Traditionally, peat is burned to dry out barley which has been wetted to make it start germinating. When barley germinates, it changes the complex sugars into simple sugars that can be used by the plant to grow. The germination process needs to stop, otherwise the barley grains will end up as barley plants. Peat is burned to heat up and dry out the barley grains, which retains the simple sugars,and halts the growth of the barley. These simple sugars are called malts, and the process is called malting and from fermenting these sugars and distilling them, whisky is made.
The flavours imparted into the whisky in this process are left over from the smoke that permeates the barley grains. The flavours maybe from peat or from the burning of the peat which is referred to as smoke. These flavours are distinctly different, but often occur together. The smoke flavour is like the smoke you will smell on a cold winters night, when people have their fire places lit, or a good old camp fire, wood fired bbq, or pizza oven. It can also be thought of in terms of smoked meats, so you will often hear of smokey whiskies having bacon type flavours.
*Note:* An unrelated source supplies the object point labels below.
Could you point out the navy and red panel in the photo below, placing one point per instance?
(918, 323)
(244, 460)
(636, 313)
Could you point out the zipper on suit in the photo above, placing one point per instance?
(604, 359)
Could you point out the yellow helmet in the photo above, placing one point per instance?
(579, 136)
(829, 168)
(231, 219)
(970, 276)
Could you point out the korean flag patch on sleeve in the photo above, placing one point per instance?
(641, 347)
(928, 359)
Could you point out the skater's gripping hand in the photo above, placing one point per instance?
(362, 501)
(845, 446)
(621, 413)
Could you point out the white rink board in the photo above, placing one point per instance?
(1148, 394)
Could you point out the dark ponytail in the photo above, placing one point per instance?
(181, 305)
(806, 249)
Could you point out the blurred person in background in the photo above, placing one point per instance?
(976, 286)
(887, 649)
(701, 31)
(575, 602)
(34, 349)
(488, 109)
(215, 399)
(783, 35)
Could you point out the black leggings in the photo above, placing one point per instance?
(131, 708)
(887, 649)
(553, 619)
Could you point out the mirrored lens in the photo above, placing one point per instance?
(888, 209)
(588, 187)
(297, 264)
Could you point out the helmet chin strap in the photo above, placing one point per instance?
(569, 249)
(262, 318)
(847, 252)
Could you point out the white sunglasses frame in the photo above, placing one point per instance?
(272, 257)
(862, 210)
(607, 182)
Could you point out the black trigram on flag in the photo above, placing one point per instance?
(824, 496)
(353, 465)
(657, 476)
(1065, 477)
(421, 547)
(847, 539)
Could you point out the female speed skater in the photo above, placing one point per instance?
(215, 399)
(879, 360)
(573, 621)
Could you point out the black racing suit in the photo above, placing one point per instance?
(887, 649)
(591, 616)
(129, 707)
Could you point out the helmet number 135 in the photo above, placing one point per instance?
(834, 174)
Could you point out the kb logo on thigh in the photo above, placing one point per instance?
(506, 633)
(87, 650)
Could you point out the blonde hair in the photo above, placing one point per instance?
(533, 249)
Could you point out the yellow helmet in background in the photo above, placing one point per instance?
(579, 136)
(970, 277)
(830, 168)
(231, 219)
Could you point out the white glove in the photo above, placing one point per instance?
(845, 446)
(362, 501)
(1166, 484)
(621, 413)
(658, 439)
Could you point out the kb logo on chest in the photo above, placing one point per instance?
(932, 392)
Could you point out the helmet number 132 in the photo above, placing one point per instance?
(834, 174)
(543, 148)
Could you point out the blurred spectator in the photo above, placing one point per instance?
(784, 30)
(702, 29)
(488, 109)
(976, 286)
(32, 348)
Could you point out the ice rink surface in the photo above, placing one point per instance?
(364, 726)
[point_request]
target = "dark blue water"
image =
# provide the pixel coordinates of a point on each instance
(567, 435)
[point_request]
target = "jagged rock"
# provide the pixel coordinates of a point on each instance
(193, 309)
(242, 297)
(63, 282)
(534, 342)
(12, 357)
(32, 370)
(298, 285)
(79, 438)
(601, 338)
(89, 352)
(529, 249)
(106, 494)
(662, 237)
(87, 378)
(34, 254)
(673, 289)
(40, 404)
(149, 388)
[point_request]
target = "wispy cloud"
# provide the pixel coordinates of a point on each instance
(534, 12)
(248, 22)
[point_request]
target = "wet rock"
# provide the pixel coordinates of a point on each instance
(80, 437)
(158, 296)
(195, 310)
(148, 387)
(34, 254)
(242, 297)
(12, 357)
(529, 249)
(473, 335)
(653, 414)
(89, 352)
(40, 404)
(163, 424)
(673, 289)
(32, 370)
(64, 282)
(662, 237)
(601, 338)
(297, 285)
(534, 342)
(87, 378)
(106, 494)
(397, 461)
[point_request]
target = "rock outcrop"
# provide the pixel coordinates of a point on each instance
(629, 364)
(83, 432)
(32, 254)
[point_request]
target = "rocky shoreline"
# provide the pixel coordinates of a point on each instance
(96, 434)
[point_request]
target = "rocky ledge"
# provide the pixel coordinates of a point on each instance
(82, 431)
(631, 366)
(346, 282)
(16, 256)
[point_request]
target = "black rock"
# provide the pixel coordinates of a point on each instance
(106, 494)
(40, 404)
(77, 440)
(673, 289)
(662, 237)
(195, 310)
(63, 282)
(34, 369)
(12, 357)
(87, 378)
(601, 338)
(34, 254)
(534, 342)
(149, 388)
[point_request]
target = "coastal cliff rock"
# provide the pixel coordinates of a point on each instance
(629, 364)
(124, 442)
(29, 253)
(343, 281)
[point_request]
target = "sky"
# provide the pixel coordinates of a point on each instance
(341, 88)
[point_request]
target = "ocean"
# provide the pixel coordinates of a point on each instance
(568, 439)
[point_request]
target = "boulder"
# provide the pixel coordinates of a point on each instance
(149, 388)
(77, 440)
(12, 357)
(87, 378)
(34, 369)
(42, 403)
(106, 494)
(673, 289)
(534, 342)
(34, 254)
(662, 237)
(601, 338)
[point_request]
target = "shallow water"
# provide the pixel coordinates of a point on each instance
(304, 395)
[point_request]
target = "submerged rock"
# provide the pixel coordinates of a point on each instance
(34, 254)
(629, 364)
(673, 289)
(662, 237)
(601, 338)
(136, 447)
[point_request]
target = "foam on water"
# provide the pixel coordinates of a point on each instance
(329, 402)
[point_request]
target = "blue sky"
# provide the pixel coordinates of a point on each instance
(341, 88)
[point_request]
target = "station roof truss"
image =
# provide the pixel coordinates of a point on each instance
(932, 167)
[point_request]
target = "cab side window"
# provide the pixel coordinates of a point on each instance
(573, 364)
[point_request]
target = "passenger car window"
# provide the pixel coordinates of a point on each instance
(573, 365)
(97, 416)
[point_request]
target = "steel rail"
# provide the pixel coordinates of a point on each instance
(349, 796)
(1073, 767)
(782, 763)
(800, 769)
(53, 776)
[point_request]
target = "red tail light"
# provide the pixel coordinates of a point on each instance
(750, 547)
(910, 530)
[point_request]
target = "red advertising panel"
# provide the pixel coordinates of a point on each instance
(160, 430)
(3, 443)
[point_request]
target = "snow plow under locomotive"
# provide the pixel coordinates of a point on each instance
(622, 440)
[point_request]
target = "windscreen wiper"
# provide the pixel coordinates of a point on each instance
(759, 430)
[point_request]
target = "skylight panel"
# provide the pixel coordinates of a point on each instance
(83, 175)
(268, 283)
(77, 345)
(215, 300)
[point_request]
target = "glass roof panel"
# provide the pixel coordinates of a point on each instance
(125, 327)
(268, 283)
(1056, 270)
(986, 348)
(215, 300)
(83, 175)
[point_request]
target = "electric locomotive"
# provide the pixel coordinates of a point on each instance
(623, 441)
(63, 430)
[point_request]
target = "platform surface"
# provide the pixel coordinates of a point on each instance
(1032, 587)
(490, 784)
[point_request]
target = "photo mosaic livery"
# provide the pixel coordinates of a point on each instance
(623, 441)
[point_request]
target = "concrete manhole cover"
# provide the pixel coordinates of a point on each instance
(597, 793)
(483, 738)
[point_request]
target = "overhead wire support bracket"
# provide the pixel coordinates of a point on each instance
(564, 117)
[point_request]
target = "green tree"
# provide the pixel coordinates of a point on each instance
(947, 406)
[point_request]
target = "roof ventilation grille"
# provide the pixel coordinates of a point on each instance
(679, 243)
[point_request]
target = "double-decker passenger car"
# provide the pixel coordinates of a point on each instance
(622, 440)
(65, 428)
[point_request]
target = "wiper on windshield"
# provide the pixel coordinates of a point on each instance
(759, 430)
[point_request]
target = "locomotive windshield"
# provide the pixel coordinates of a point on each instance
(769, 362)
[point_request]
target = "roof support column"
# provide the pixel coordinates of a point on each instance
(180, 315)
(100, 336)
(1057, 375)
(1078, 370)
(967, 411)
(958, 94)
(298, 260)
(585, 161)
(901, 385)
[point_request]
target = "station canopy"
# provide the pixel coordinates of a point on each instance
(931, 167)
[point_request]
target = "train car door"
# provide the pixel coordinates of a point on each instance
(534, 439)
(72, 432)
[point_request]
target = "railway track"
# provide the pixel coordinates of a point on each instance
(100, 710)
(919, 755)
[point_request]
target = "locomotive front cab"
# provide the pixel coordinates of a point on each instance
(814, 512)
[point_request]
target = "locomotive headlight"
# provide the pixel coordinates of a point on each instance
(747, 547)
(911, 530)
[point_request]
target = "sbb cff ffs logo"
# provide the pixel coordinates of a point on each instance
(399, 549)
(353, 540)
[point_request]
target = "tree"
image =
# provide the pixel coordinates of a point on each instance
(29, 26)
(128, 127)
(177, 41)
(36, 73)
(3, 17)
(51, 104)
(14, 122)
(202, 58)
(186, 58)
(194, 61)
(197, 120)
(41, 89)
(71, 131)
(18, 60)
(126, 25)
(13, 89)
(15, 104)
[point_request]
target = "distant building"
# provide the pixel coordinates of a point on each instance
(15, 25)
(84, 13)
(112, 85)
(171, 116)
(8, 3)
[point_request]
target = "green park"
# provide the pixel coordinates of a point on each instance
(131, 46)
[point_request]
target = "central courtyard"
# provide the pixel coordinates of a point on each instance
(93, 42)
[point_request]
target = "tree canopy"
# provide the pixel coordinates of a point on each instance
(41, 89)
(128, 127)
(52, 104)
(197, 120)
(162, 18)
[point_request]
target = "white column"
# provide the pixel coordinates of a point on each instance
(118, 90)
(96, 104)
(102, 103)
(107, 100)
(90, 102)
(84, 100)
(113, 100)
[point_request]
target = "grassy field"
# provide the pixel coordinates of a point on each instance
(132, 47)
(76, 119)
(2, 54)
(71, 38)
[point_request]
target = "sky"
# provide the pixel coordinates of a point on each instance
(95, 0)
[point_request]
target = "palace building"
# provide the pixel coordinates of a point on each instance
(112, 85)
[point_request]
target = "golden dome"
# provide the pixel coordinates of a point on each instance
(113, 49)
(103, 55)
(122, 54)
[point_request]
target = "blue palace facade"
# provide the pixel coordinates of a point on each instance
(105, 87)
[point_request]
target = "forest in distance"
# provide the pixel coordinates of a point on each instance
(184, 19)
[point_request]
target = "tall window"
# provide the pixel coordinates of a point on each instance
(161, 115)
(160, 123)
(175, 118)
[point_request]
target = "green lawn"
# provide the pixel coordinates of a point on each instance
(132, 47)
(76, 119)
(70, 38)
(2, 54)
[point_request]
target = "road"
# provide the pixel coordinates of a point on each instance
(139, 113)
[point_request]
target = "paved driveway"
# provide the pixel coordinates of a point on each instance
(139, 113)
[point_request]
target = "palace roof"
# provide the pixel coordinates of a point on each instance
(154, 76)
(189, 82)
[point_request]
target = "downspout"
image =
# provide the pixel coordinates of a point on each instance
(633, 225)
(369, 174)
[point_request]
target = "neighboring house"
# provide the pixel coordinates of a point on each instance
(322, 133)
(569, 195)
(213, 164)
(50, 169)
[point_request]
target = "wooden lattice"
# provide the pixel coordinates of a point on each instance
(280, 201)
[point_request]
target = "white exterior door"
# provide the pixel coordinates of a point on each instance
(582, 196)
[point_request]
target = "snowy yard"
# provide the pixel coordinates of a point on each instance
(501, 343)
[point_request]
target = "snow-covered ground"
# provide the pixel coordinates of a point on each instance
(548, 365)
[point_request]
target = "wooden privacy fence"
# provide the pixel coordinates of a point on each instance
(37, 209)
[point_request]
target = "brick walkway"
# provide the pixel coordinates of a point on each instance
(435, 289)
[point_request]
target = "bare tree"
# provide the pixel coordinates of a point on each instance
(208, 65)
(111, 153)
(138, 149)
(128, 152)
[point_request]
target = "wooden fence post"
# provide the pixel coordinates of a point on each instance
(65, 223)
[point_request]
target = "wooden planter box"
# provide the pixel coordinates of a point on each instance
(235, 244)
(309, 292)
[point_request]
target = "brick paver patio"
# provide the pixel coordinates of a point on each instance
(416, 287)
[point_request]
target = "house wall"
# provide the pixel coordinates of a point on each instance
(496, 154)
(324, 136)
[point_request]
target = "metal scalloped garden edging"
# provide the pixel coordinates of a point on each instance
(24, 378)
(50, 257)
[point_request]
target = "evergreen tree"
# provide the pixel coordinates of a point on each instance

Peat can be found independently of smoke when the water used for the whisky comes from a spring that has come through peat. It is most usually found alongside smoke flavours rather than in isolation (as very few – if any – distilleries still use natural spring water). Peat smells like fresh compost, or rotten vegetables, but more pleasant. Often described as an ‘earthy’ flavour – it can be an acquired taste and like many acquired taste it is loved by it fans, and often misunderstood by it’s detractors.